- Born: Zimbabwe
- Education: Maluti Adventist Hospital, St Monica’s Maternity Hospital (Midwifery), University of Birmingham (PhD)
- Awards: Ethel Bell Award, Journal of Wound Care in March 2018
- Scientific career
- Fields: Wound healing
- Workplaces: False Bay Hospital, University of Wolverhampton
- Patrons: Fondation de France

= Moses Murandu =

Zimbabwean scientist

Moses Murandu (~1966) is a Zimbabwean scientist and nurse working at the University of Wolverhampton.

Murandu grew up in rural Zimbabwe with his father and younger brother. As a child, he was directed by his family to dress his wounds with salt. He also recalled that when his father, Aron Majazi Munawa, had extra funds, he would instead use sugar to treat open wounds.

Murandu experienced the illness and death of his younger brother as a child. He went on to study nursing and midwifery in Lesotho and South Africa respectively.

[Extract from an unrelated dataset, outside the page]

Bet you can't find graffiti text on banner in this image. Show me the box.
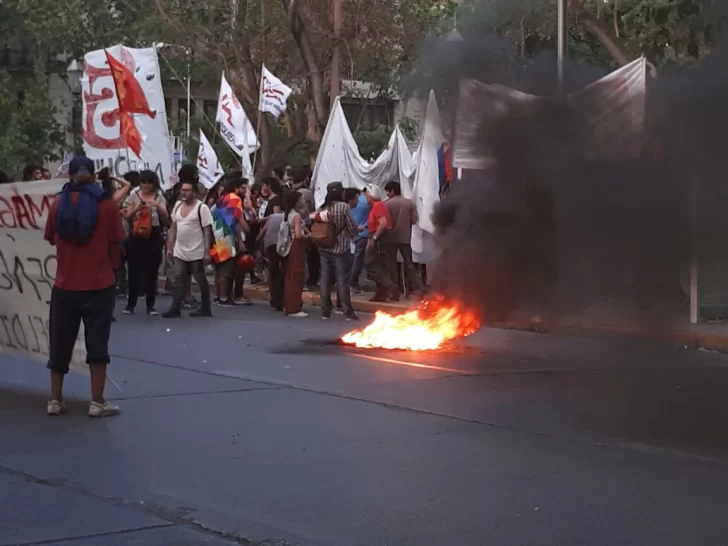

After the end of Apartheid, Murandu worked in South Africa as a nurse at False Bay Hospital where he was subjected to racism from the staff and patients. In 1997, Marandu was recruited to the United Kingdom to work as a nurse in the National Health Service

After finding that sugar was not commonly used in British hospitals, Murandu set about making the case for the treatment. He self-funded an early study, and gained support from staff at the University of Birmingham and completed the first trial of the treatment in 2011 at Selly Oak Hospital.

Murandu has won numerous awards from the journal Wound Care, including in 2017, first place in the category of "The best research from a Developing Country" He continues his work as a senior lecturer and researcher in natural health remedies at the University of Wolverhampton.